Christie treats editors like prostitutes

The former Tenafly Railroad Station, currently...Image via Wikipedia
In a region that sorely needs more mass transit, light-rail service may be extended to Tenafly's old station, above. If town officials stop the  project, light rail would reach only Englewood.


Look at how The Record of Woodland Park transforms itself today into Governor Christie's personal journal. 

I can just see Editor Francis Scandale, head Assignment Editor Deirdre Sykes and Editorial Page Editor Alfred P. Doblin prostrating themselves in front of the Republican bully and kissing the carpeted floor he walked on.

The governor granted an audience to the newspaper's Editorial Board on Wednesday, and got lavish, front-page coverage today with absolutely nothing from the other side to balance it -- nothing from the teachers union, federal transportation officials or anyone else he takes a pot shot at. 

There are three photos of Christie on the front page alone. Members of the Editorial Board (or is it Editorial Bored?) aren't identified.

Praise be to Christie, who held his silence for two full days so he could carefully orchestrate a response to federal officials, who are demanding the state repay $271 million spent on the Hudson River rail tunnels he killed -- apparently because his wife bitched and moaned she'd have to walk too far to catch a Manhattan subway.

We go from the face that launched a thousand ships to the powerful pol's wife who killed 6,000 jobs and a smoother commute for thousands more.

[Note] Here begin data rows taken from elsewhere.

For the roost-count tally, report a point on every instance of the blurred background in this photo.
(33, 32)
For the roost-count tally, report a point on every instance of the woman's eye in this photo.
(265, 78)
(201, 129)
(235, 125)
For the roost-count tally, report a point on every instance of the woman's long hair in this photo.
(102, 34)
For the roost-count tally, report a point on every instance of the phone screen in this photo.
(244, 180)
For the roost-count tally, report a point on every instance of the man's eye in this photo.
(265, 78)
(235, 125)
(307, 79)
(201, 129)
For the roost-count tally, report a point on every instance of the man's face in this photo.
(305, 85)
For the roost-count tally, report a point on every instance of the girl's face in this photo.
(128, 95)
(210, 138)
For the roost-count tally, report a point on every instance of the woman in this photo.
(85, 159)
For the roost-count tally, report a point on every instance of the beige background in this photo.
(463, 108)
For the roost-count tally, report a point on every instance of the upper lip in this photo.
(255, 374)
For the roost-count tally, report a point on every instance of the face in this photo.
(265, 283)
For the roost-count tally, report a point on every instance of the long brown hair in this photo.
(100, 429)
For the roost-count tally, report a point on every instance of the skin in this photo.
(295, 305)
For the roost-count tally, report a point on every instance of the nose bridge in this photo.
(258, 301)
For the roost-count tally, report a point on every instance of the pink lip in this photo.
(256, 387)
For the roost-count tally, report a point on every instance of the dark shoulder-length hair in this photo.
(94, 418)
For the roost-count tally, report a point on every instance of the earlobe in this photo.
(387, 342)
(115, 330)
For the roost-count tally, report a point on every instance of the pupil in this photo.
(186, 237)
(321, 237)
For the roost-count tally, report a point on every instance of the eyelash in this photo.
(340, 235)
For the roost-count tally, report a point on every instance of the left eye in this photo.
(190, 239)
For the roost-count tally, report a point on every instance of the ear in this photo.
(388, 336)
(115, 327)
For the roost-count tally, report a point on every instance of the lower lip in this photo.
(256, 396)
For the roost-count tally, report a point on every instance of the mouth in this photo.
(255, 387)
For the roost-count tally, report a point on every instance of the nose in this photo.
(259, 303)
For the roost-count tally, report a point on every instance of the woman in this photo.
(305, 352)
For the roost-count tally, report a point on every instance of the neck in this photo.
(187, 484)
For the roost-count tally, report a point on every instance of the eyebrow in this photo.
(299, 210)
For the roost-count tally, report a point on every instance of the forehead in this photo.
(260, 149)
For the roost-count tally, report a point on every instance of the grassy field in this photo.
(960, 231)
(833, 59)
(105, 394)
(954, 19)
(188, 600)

Christie, who after all is an argumentative lawyer at heart, is contesting that $271 million bill, but there's no denying he killed the project after the state had already spent $595 million on it. And he can't fall back on the Transportation Trust Fund, because he has refused to raise the low gasoline tax on his gas-guzzling buddies and wealthy supporters to fund it.

Laziness defines newsroom

Coverage of the rail-tunnel project pretty much follows how just about every story is covered by The Record. 

Lazy, incompetent editors and reporters prostitute themselves by waiting for the handout, statement, press release, report, survey, news conference or meeting with the Editorial Board, which acts like the governor's public relations agency.

God forbid, the staff showed some enterprise or refused to act as conduits for a wide range of lies, distortion and misinformation from new sources. That misleading information is rarely filtered or challenged by editors desperate to fill news columns.

Just the other day, two readers' letters to the editor corrected all the distortions and lies from Tenafly candidates opposed to extending light-rail service to that wealthy suburb, home of Publisher Stephen A. Borg. 


Before the election, The Record's Local section carried the candidates' preposterous claims about noise and pollution in a story by a staff writer and assistant assignment editor who apparently know nothing about electrified light rail, and they were reported verbatim, without seeking a response from NJ Transit.

More fire news

It's so typical of Sykes' Local section, which is full of accident and fire photos, but woefully short of stories on how well our towns are run. 

Now that copying fees have been lowered, do you think an enterprising reporter will ask for the municipal budget and go over it line by line to uncover waste?


Look at today's L-1. The most prominent story is about a house fire that killed three pet dogs. Wow. What a great photo. Look at all those flames, and the distraught owners. And the arson squad has been called in. A real whodunit.


The only Hackensack news today is a feel-good story on teens in the high school culinary arts program serving an Italian meal to the elderly. Staff Writer Monsy Alvarado really knows how to find a story.